So synthesist is nice when you look at just dpr, but it's not overwhelming :-)
EDIT: THF was too low, fixed.
EDIT 2: fixed weapon in thf feat list
| Ilja |
I disagree here. When you play APs like Serpent Skull with a synthesist like that, you will most likely die. There is way too much poison, negative environmental effects, save or suck (sometimes die) stuff involved that you won't have a chance to avoid.
Survivability is key for builds, and a min-maxed synthesist like that loses in that department.
At low levels, even with dumped physical stats it still won't be that much worse than a low-level wizard. While it has it's eidolon suit up it'll be a fair bit better protected and when it's down a fair bit worse.
Consider a human 1st level character that is either wizard or quadroped synthesist:
Wizard with Str7/Dex 16/Con14/Int19/Wis10/Cha7 (20pt buy) will have HP8/AC13/Init+3; Fort+2/Ref+3/Will+2.
Synthesist with natural Str7/Dex8/Con9/Int14/Wis14/Cha20 sill have HP 7/AC9/Init-1; Fort-1/Ref-1/Will+4 while non-fused, clearly far worse than the wizard. When fused though, it'll have Str14/Dex14/Con13/Int14/Wis14/Cha20, and thus defensive stats of Speed 40 ft., HP9+6/AC14/Init+2; Fort+1/Ref+2/Will+4; in my opinion a fair bit better than the wizard. It's only marginally behind in fort and ref saves but equally ahead in will saves, and the increased speed and lower initiative kinda evens out. Left is the HP where the synth blows the wizard out of the water, and the AC where the synth is a little bit ahead.

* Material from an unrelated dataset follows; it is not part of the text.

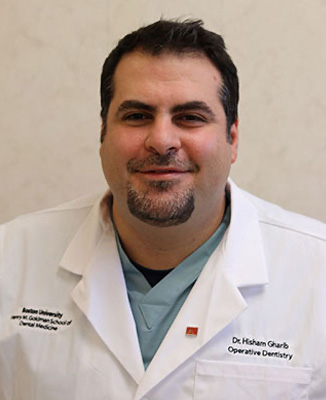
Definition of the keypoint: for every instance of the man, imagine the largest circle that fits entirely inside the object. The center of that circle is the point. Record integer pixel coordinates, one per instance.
(176, 284)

This is before school powers, feats and evolutions which might change things a bit, but I feel pretty confident in saying that the synthesist is at least as durable as a wizard, and probably more. And it's extreme SAD-ness allows it to start with that 20 Cha, which means it has 3 1st level spells and 8 SM1 per day (granted the wizard could also go for Int20, but then some kind of defense will take quite a heavy hit.
| Swivl |
Well alot of builds are relative weak the first few levels. The magus build presentend couldn't do any damage before it got dervish dance...
That's why you should look at the capstones. When does the build/class get acces to something that stands out. Like pounce, the large evolution, flight...Low level syntesist - mage armor, a decent amount of hp's and he can still be in melee - he's just not awesome yet. A 2hw melee char will mostlikely do more dam.

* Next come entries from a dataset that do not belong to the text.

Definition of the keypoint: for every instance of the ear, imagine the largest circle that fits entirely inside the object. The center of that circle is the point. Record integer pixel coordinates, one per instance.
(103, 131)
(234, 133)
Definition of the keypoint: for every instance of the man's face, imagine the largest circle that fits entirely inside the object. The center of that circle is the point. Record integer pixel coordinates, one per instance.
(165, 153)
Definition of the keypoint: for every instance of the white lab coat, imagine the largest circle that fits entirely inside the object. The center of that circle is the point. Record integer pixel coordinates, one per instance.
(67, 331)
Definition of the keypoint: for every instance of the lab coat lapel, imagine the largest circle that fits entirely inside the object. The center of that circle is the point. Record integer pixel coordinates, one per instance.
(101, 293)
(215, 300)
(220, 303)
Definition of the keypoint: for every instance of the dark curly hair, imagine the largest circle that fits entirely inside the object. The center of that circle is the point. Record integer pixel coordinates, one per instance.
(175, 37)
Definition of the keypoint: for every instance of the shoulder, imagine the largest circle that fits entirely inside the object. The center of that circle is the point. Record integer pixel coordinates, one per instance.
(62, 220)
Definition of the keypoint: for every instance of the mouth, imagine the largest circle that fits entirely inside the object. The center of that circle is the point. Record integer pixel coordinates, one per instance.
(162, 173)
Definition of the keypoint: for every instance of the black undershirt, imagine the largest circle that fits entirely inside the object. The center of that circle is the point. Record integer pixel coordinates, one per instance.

I can't remember who said it - an this thread has become too long for me to check - but the offensive powers of the syntesist is unbalanced because the rules for natural attacks are unbalanced. So i don't feel the need to dig into it.
But add a vicious, flaming amulet og mighty fist, a acid hand item (deliquid what ever) and a +6 str item to the build. And yiu have +4d6+3 dam pr attack (not bite) is that enough to make you see the potientiel for damage? And well the damage from vicious is some of the only damage the syntesist is gonna get in melee so he can take it.
The unbalanced AC - well no barbarian, fighter or even paladin build have been presentend. So again syntesist win, without trying...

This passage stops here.